Es fällt schwer sich vorzustellen, wie man damals selber gehandelt hätte. In Zeiten der NS-Herrschaft, in der man schnell aus der Volksgemeinschaft ausgegrenzt und anschließend „vernichtet“ wurde. Ob man sein „Anders-denken“ geheim gehalten und sich um seines Lebens Willen angepasst hätte. Oder ob man dem Staat die Stirn geboten hätte, um zu zeigen, dass man mit der Art und Weise, wie mit den Menschen umgegangen wird, nicht einverstanden ist. Wie Carl Lampert.

Kein Zurück mehr
Die Leidensgeschichte des Provikars beginnt im Jahr 1940, als er die Todesanzeige von Pfarrer Otto Neururer in einer Kirchenzeitung veröffentlicht. Als Sterbeort gibt er an: „Fern seiner Seelsorgegemeinde, in Weimar Buchenwalde“. Dies kennzeichnet den „point of no return“, erklärt der Museumspädagoge der Gedenkstätte „Roter Ochse“ in Halle/Saale, Michel Viebig, im KirchenBlatt-Gespräch. Die Nennung des  KZs als Todesort war damals streng untersagt, ein Zurück für Carl Lampert nicht mehr möglich. Bereits einen Monat später wird der Provikar verhaftet - wegen Verstoßes gegen die NS-Geheimhaltungsvorschriften.

Fern der Heimat
Ein Jahr muss Carl Lampert in Dachau und im KZ Sachsenhausen schwere körperliche Arbeit verrichten, bevor er im August 1941 wieder frei gelassen wird. Er erhält „Gauverbot“ und darf seine Heimat nicht mehr betreten. Lampert wird ins Carolusstift in Stettin geschickt, wo er seelsorgerische Tätigkeiten übernimmt. Was er nicht weiß, ist, dass die Gestapo einen Spitzel auf ihn angesetzt hat, der ihn der Spionage überführt, wenn auch einer frei erfundenen.

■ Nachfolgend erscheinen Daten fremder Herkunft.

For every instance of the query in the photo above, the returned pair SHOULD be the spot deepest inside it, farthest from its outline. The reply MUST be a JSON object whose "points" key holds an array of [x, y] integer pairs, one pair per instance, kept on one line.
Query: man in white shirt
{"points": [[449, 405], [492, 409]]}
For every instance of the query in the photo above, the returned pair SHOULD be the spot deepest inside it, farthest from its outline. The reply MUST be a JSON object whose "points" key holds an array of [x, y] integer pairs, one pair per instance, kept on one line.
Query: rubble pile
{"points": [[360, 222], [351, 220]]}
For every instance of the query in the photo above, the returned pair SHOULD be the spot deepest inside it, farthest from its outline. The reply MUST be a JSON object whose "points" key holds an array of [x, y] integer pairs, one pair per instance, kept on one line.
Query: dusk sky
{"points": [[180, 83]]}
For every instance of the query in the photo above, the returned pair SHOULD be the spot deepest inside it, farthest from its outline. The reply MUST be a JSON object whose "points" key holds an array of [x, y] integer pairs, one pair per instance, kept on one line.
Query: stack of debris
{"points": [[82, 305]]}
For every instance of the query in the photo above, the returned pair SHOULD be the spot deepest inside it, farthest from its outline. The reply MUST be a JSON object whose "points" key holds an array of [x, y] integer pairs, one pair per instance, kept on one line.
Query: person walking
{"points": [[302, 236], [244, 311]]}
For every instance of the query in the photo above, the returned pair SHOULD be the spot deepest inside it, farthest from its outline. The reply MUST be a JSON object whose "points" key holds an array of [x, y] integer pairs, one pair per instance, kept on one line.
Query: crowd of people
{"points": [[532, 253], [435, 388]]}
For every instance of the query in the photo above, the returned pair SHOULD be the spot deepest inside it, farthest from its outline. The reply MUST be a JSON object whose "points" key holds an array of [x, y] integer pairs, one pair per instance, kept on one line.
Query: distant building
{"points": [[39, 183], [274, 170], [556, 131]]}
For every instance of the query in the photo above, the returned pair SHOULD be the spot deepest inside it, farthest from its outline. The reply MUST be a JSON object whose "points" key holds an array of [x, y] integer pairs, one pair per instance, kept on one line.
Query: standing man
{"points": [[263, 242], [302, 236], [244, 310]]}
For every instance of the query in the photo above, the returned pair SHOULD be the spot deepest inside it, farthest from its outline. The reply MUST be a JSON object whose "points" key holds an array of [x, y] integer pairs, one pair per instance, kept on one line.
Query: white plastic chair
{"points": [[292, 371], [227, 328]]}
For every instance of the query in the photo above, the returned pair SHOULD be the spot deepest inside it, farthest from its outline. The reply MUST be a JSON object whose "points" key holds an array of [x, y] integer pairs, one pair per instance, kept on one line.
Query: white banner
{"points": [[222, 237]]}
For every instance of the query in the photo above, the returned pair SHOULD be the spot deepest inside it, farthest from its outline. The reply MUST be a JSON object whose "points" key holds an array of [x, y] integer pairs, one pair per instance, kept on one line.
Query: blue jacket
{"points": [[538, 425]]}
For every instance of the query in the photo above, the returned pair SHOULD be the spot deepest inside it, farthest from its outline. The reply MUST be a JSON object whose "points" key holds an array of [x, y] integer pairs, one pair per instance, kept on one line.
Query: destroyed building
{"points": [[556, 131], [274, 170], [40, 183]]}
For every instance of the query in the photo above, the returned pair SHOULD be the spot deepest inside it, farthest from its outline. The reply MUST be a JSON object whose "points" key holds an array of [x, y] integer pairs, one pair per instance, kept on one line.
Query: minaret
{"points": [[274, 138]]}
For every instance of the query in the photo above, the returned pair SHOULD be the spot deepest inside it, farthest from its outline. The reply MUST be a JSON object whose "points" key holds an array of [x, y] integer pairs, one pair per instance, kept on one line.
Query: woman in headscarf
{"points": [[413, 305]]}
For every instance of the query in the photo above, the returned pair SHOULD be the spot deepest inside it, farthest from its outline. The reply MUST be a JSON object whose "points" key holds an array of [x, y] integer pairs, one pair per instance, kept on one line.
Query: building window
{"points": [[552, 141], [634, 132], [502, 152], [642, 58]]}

Pfaffengesichter und Verbrecherbande
Im Dezember 1943 werden Carl Lampert und fünf andere Inhaftierte ins Zuchthaus Halle an der Saale gebracht. Unter der Leitung des Reichkriegsgerichtsrates Werner Lueben beginnt dort der Prozess mit den Worten „Wenn man die Pfaffengesichter und Verbrecherbande sieht“. Gegen Carl Lampert und zwei weitere Priester wird zum ersten Mal das Todesurteil ausgesprochen. Aufgrund gerichtsinterner Streitigkeiten werden die Drei im Jänner 1944 dem Reichskriegsgericht Torgau übergeben.

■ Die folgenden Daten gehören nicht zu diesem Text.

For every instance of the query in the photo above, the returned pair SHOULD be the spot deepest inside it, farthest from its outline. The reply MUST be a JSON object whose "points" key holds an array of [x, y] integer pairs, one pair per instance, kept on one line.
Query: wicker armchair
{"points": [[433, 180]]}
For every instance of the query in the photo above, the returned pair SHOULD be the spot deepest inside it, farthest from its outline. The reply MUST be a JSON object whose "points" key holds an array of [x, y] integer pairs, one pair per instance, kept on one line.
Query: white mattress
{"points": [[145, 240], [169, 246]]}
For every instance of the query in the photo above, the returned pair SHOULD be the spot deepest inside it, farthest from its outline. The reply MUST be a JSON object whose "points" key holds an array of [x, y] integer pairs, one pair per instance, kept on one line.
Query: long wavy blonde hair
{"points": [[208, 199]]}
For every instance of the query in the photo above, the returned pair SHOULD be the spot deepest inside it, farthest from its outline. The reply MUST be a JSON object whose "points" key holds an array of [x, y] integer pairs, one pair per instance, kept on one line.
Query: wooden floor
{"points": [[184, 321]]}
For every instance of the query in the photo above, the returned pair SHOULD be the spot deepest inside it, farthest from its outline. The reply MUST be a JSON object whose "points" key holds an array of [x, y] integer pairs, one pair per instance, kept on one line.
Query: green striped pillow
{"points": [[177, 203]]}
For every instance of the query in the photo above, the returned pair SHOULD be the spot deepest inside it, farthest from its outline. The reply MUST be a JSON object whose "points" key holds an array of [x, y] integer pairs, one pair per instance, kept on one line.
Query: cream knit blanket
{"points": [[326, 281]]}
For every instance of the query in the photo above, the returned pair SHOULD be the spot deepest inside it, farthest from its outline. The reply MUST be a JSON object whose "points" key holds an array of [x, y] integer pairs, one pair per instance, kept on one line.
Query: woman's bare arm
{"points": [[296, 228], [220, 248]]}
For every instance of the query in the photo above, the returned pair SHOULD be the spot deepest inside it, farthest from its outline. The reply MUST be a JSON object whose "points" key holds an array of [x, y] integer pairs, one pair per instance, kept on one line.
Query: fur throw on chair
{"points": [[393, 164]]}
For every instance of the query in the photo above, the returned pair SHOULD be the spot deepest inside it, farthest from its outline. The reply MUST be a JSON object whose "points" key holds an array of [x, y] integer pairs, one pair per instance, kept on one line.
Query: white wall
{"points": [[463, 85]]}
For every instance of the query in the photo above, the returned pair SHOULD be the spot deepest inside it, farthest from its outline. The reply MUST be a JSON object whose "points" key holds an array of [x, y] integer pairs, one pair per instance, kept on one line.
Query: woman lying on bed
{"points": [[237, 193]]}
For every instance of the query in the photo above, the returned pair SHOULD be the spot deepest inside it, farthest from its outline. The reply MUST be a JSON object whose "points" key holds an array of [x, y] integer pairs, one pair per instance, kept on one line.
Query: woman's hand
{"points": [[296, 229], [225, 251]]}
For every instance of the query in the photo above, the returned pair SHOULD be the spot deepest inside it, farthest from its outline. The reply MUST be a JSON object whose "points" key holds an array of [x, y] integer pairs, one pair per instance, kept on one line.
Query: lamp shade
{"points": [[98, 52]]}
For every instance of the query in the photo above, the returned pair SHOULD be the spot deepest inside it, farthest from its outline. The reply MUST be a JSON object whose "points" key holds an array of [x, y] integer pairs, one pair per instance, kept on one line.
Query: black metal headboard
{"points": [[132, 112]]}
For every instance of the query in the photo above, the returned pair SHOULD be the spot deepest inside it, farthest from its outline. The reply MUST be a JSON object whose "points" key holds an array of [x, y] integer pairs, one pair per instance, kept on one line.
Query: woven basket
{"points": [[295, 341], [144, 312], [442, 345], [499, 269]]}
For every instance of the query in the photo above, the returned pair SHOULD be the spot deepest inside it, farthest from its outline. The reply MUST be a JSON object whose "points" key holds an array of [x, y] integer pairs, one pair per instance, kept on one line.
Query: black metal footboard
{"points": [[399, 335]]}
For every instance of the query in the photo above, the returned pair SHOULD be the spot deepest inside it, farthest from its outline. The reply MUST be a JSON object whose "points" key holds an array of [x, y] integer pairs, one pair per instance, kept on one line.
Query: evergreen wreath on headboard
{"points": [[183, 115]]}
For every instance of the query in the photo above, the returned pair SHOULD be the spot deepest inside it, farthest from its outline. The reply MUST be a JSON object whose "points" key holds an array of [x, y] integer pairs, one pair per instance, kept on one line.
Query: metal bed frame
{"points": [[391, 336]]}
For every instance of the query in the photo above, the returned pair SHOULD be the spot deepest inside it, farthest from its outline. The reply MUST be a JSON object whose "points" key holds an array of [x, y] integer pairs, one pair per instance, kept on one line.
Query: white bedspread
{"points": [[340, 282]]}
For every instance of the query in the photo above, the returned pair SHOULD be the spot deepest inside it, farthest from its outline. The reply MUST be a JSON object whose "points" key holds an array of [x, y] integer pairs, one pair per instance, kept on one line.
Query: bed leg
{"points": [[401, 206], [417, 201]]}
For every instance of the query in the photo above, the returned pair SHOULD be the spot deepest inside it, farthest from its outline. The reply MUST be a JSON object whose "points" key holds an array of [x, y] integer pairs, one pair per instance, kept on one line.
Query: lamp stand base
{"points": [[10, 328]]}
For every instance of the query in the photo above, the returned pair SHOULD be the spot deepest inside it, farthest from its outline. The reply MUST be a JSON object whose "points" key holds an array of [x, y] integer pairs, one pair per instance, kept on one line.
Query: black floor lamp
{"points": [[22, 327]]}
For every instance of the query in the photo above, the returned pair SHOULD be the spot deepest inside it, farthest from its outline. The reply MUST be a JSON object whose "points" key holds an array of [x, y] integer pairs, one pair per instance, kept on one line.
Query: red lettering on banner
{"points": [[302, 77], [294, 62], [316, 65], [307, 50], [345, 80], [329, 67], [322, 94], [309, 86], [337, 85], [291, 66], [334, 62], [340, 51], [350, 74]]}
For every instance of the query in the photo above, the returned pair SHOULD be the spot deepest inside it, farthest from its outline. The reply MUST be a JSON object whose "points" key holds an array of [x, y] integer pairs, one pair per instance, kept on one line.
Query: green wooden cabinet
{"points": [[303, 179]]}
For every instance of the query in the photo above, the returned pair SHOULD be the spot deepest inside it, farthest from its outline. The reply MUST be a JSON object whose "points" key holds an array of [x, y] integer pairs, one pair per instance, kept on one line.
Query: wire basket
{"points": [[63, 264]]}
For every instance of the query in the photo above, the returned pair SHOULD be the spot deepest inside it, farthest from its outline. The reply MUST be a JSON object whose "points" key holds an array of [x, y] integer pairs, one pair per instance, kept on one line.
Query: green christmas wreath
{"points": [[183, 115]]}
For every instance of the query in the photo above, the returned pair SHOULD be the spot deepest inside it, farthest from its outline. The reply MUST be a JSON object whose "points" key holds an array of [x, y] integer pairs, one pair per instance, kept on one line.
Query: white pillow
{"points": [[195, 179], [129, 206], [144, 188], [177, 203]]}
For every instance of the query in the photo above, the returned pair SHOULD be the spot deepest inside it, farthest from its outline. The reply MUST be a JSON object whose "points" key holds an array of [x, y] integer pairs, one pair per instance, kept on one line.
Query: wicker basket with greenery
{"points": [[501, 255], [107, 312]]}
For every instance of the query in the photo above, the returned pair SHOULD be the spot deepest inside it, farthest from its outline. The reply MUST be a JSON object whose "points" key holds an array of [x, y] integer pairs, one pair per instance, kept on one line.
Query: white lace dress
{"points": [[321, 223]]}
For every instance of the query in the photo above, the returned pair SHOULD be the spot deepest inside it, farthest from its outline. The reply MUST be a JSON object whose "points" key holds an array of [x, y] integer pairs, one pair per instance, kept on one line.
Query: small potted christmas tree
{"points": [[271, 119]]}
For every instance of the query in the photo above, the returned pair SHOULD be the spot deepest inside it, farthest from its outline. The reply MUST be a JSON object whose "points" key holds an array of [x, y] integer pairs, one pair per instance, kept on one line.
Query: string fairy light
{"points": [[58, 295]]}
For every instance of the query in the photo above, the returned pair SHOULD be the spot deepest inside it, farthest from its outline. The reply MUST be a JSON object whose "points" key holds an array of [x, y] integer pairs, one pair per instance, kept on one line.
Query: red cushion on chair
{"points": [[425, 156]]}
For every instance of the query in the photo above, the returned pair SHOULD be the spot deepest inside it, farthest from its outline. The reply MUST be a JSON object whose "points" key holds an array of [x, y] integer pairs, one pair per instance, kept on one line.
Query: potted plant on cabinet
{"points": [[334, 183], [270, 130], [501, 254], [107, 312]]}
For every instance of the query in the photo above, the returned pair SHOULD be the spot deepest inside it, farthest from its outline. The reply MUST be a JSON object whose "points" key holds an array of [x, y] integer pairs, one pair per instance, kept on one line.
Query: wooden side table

Täter und Opfer auf einem Friedhof
In der Nacht vor der Unterzeichung des zweiten Todesurteils gegen Lampert begeht der Senatspräsident Lueben Selbstmord. „Je mehr er sich in den Fall Lamperts einarbeiten muss, desto genauer erkennt er, auf welche Art und Weise das Belastungsmaterial zu Stande gekommen ist“, so Viebig, „nämlich durch falsche Zeugenaussagen und durch Folter“. Lueben sieht für sich nur einen Ausweg: er erschießt sich. Bemerkenswert ist, dass Lueben in einem Familiengrab auf dem selben Friedhof in Halle zur Ruhe gebettet wurde, auf dem sich auch der Gedenkstein für die Priester befindet, für deren Tod er verantwortlich ist.

„Aufstehen! Fertig machen!“
Mit diesen Worten beginnen die letzten Tage des Provikars. Zwischen dem 10. und 12. November 1944 wird Carl Lampert von Torgau nach Halle an der Saale in den „Roten Ochsen“ gebracht. Am Vormittag des 13. Novembers 1944 erhält Lampert Besuch vom geistlichen Direktor des Elisabethkrankenhauses, der bei Todeskandidaten immer zur Seelsorge angefordert wird. Lampert selbst erfährt erst zu Mittag durch einen Vollstreckungsleiter, dass er noch am selben Tag sterben wird. Gefesselt darf er noch etwas essen und Briefe schreiben, bevor ihm der Wehrmachtsoberpfarrer Artur Drossert in seinen letzten Stunden beisteht. Gegen 16 Uhr wird Lampert abgeholt und schreibt quer über den Brief an seinen Bruder Julius „Nun ruft mich Gott! Lebt wohl!“.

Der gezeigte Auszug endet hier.